The printed circuit board (pcb) is to be found in almost all electronic devices including mobile phones, i-pods, computer mother boards, TVs, calculators, washing machines, radios and car electronics. A pcb is a rugged and effective way of wiring-up electronic components to create electronic devices.

The basic pcb consists of a thin laminate or fibreglass board covered on one side with a thin layer of copper. The copper is etched to form a complex circuit of 'tracks' which are used to wire-up and interconnect the electronic components attached to the board. Modern pcbs in mobile phones and computers, usually consist of a number of very thin boards sandwiched together to make a complex multi-layer pcb.

The pcb track pattern is made by etching away the unwanted copper to leave the desired interconnections. Firstly an etch-resistant pattern - the resist - is drawn on to the copper. This can be painted on using a suitable marker pen or screen print techniques can be used. The pcb is then placed in an etch which will remove all the bare uncovered copper, leaving the covered copper (the tracks) untouched. The steps to making a pcb are shown in the photos and include:

1) Cut the pcb to the correct size and clean to remove all dirt and grease
2) Drawn on the resist artwork pattern, shown in blue (I wrote 'The Mole' and 'RSC' and draw in three pads / connections for a resistor, LED and battery)
3) Etch for 10 to 15 minutes
4) Remove from etch and wash
5) Remove resist with solvent to reveal the copper tracks (see forth photo)
6) Drill and fit components through the holes
7) Solder components leads to the copper tracks. With the pcb turned over you can see the simple LED circuit on the fibre side of the board.

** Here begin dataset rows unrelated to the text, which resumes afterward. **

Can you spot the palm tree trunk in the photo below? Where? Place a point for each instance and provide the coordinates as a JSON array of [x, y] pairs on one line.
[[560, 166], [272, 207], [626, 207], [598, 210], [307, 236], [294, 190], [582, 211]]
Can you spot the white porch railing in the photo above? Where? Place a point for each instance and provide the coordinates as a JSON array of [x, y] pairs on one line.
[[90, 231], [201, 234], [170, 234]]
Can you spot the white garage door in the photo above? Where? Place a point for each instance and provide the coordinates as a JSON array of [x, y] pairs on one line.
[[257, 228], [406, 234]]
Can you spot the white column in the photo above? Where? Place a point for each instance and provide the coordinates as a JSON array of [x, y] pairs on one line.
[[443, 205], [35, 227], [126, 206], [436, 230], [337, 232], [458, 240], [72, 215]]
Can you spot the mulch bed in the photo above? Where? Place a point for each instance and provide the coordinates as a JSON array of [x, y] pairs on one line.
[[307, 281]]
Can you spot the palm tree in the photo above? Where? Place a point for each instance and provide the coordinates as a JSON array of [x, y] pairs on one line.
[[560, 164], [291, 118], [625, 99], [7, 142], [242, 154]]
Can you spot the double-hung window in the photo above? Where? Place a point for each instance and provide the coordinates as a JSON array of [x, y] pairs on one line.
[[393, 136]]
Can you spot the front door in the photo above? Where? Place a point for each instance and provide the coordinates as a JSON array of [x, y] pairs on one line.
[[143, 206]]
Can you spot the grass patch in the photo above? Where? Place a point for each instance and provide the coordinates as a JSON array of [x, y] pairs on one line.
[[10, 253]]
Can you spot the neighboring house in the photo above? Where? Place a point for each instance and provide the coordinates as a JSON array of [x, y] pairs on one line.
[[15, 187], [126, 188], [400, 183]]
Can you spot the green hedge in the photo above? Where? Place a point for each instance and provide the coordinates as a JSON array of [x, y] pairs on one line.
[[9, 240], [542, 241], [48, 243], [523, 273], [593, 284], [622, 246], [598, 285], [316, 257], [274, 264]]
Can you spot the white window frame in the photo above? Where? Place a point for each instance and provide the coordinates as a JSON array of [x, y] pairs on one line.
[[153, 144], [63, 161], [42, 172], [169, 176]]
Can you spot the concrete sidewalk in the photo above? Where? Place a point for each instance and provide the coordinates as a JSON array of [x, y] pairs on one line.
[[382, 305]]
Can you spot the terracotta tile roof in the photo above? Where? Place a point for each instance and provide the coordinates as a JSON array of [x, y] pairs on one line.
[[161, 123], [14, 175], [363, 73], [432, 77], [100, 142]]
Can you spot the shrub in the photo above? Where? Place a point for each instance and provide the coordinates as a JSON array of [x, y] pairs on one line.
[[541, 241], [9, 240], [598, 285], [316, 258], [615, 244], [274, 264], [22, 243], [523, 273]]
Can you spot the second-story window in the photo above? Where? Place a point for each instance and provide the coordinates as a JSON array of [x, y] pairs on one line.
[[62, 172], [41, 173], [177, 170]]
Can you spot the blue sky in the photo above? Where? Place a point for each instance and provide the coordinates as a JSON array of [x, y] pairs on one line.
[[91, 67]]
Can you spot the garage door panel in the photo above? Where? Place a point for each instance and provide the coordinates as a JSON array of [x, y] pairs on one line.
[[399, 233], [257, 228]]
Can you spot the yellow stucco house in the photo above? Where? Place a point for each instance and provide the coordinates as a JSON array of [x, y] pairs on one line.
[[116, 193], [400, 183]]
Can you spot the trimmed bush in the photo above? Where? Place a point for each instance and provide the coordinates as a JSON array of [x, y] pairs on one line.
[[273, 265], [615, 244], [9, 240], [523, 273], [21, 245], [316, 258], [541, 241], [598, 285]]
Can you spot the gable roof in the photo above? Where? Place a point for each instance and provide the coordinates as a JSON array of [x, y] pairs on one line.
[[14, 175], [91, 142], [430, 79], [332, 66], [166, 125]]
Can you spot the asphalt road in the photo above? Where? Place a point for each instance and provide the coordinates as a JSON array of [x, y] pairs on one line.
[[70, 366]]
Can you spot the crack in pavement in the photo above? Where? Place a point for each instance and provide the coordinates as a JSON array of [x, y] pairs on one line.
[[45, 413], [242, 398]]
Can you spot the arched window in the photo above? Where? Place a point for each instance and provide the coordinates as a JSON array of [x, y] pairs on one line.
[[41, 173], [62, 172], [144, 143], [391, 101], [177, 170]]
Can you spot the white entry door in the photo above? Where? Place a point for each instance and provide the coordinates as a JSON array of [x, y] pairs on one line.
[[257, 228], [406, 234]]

Various chemicals can be used as an etch to remove the copper. Nitric acid and ammonium persulphate can be used but ferric III chloride is standard. The reaction of copper with FeCl3 is a two step redox reaction:

FeCl₃ + Cu → FeCl₂ + CuCl

FeCl₃ + CuCl → FeCl₂ + CuCl₂

Warming and agitating the etch solution (using vibrations and air bubbles) can greatly speed-up the process and produce a cleaner finish. After etching, cleaning and drilling, the pcbs are often dipped in a stannous chloride (SnCl₂ ) compound to deposit a thin film of tin on the copper tracks. This provides a surface that does not tarnish as quickly as the pure copper but is still easy to solder. In addition to the chemical etching methods, modern CNC micro-milling machines are also being used to create pcbs. Channels can be cut into the bare copper using a tiny cutting tool to create complex tracks and wiring circuitry.